Jean-Luc Godard nunca fue para todos. Y ahora es sólo para los godardianos acérrimos. Ellos van a solazarse con sus juegos de contrapunto entre sonido e imagen, la superposición de textos sonoros, la perversión de imágenes mediante diversas técnicas, el montaje arbitrario de fragmentos de cualquier origen, los cortes abruptos, la inclusión repentina de signos, títulos y subtítulos por cualquier lado, y los aforismos estrafalarios recitados con voz sentenciosa y monocorde.

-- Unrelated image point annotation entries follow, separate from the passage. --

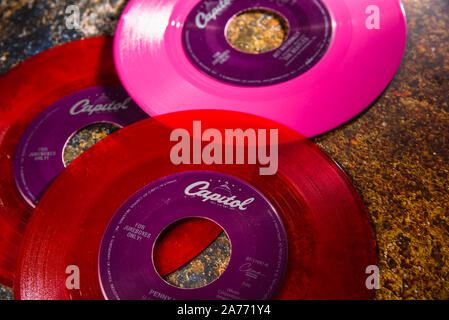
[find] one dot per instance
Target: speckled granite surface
(396, 152)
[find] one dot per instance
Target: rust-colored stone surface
(396, 152)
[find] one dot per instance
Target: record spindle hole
(257, 31)
(201, 271)
(85, 138)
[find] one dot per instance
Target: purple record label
(308, 39)
(258, 239)
(38, 158)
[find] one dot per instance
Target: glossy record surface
(330, 240)
(357, 67)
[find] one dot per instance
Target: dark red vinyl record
(46, 100)
(297, 226)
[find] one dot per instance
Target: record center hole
(203, 269)
(85, 138)
(257, 31)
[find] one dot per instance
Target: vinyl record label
(40, 153)
(301, 232)
(259, 242)
(309, 31)
(309, 65)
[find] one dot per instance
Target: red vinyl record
(300, 231)
(51, 78)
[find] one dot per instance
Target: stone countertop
(396, 152)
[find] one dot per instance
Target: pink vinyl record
(336, 58)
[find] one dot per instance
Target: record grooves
(45, 85)
(330, 241)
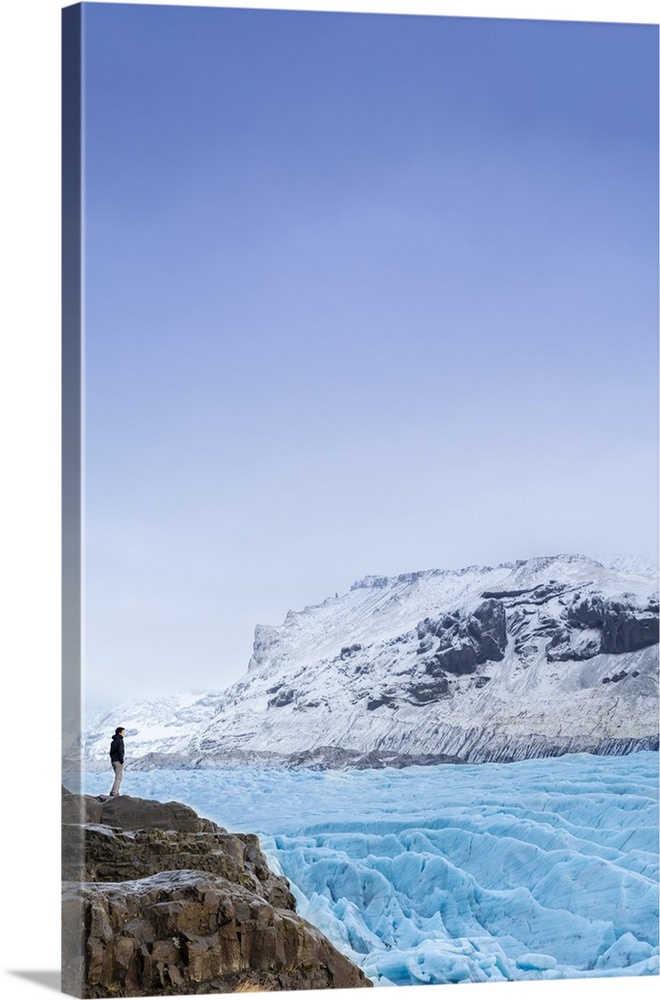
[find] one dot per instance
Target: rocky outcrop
(159, 901)
(458, 643)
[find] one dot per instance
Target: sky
(364, 294)
(30, 402)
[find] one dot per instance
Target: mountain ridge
(535, 657)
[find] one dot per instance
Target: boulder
(191, 932)
(159, 901)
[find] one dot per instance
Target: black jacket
(117, 749)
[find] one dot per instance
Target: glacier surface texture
(538, 869)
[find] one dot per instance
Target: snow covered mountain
(527, 659)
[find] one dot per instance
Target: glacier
(532, 870)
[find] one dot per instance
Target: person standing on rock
(117, 758)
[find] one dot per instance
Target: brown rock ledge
(158, 901)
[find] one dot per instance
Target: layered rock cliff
(159, 901)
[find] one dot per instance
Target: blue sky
(364, 294)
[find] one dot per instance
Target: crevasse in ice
(541, 869)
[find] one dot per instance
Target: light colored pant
(119, 774)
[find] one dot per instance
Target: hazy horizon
(365, 294)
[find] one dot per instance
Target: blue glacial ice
(541, 869)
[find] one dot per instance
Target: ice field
(542, 869)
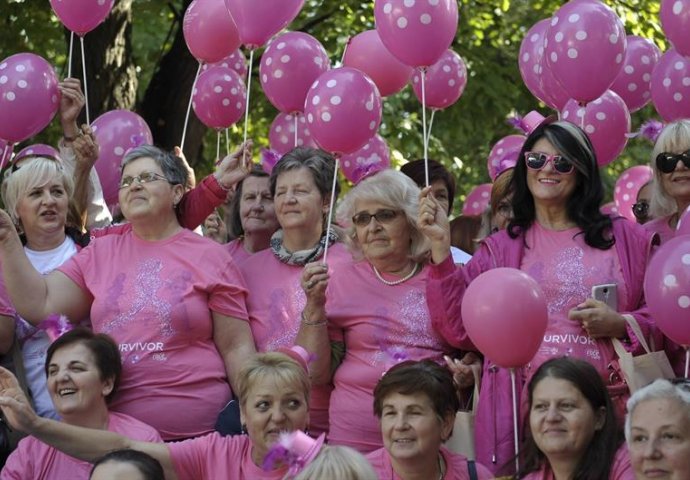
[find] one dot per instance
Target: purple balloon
(671, 86)
(633, 83)
(117, 132)
(29, 96)
(289, 65)
(585, 48)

Todo esto ya lo hacía desde la época del fílmico, pero ahora, con el digital y una isla de edición en su propia casa, el entretenimiento (para Godard y sus fieles) toma proporciones mayores. En cuanto al contenido, se lo explica como una lectura en descomposición sobre asuntos como la guerra, la esperanza y el mundo árabe. Esto último ocupa un tercio del totalopia casa.

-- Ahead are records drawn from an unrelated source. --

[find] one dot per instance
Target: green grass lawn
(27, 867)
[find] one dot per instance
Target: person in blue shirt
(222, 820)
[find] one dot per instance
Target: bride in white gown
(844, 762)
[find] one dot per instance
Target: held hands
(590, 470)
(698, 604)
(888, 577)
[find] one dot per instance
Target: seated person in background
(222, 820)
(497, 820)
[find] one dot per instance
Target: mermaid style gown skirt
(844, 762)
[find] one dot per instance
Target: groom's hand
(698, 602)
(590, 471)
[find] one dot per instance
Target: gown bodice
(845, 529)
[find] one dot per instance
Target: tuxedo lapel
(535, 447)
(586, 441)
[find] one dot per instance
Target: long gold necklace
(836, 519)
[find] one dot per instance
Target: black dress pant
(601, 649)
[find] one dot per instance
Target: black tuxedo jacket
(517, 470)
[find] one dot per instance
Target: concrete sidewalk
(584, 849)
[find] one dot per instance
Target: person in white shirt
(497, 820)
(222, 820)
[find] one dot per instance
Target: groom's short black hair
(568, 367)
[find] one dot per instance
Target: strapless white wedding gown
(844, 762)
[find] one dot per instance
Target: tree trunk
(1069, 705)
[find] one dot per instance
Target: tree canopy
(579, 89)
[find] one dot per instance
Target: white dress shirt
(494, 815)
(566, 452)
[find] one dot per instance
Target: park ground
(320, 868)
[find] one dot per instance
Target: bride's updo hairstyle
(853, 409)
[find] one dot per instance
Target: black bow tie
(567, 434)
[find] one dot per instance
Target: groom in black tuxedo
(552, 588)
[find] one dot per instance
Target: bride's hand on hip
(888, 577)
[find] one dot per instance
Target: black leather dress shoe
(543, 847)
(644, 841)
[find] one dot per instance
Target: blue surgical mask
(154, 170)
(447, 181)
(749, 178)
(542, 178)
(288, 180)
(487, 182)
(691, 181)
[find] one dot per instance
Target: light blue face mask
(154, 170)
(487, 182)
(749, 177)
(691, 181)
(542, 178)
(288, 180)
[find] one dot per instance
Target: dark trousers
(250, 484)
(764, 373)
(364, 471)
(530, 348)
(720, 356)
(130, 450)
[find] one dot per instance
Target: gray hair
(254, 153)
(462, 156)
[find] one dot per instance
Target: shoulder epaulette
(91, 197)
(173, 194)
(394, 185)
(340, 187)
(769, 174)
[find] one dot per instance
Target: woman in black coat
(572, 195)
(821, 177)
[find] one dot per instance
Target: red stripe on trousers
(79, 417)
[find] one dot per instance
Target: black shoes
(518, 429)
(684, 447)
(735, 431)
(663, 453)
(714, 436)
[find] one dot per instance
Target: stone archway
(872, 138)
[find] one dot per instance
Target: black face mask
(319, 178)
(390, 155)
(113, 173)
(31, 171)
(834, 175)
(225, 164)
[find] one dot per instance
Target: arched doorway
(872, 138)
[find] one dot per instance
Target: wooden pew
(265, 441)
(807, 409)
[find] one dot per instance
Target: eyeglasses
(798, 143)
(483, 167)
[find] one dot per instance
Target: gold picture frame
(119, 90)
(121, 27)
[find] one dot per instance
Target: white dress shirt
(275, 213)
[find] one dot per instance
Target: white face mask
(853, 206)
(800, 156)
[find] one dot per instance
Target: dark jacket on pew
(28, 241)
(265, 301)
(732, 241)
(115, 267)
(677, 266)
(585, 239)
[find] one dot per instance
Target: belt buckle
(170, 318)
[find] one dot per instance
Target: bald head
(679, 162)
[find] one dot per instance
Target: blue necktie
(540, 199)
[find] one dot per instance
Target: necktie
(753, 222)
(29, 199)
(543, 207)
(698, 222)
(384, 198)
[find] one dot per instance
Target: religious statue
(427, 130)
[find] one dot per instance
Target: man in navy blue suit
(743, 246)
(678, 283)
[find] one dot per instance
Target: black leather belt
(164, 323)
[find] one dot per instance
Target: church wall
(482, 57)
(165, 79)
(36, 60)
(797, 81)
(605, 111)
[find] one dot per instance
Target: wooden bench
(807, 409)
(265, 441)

Eso, para los godardianos. Para el resto, él muestra lo que no se debe hacer. Confuso, chanta, pesado, divagante, no le dicen lindo porque tampoco lo es. Queda la tercera posición: como lo suyo es, básicamente, un collage de casi 200 fragmentos y citas citables, uno puede entretenerse identificando a qué película o autor pertenecen. El aportó "El soldadito", "Los carabineros" y "Tout va bien". El último fragmento, mucho después de los créditos finales, corresponde al bailarín enmascarado de "El placer", un viejo que pretende seguir en carrera y llamar la atención de las jóvenes. ¿Acaso sea una velada autocrítica del propio Godard?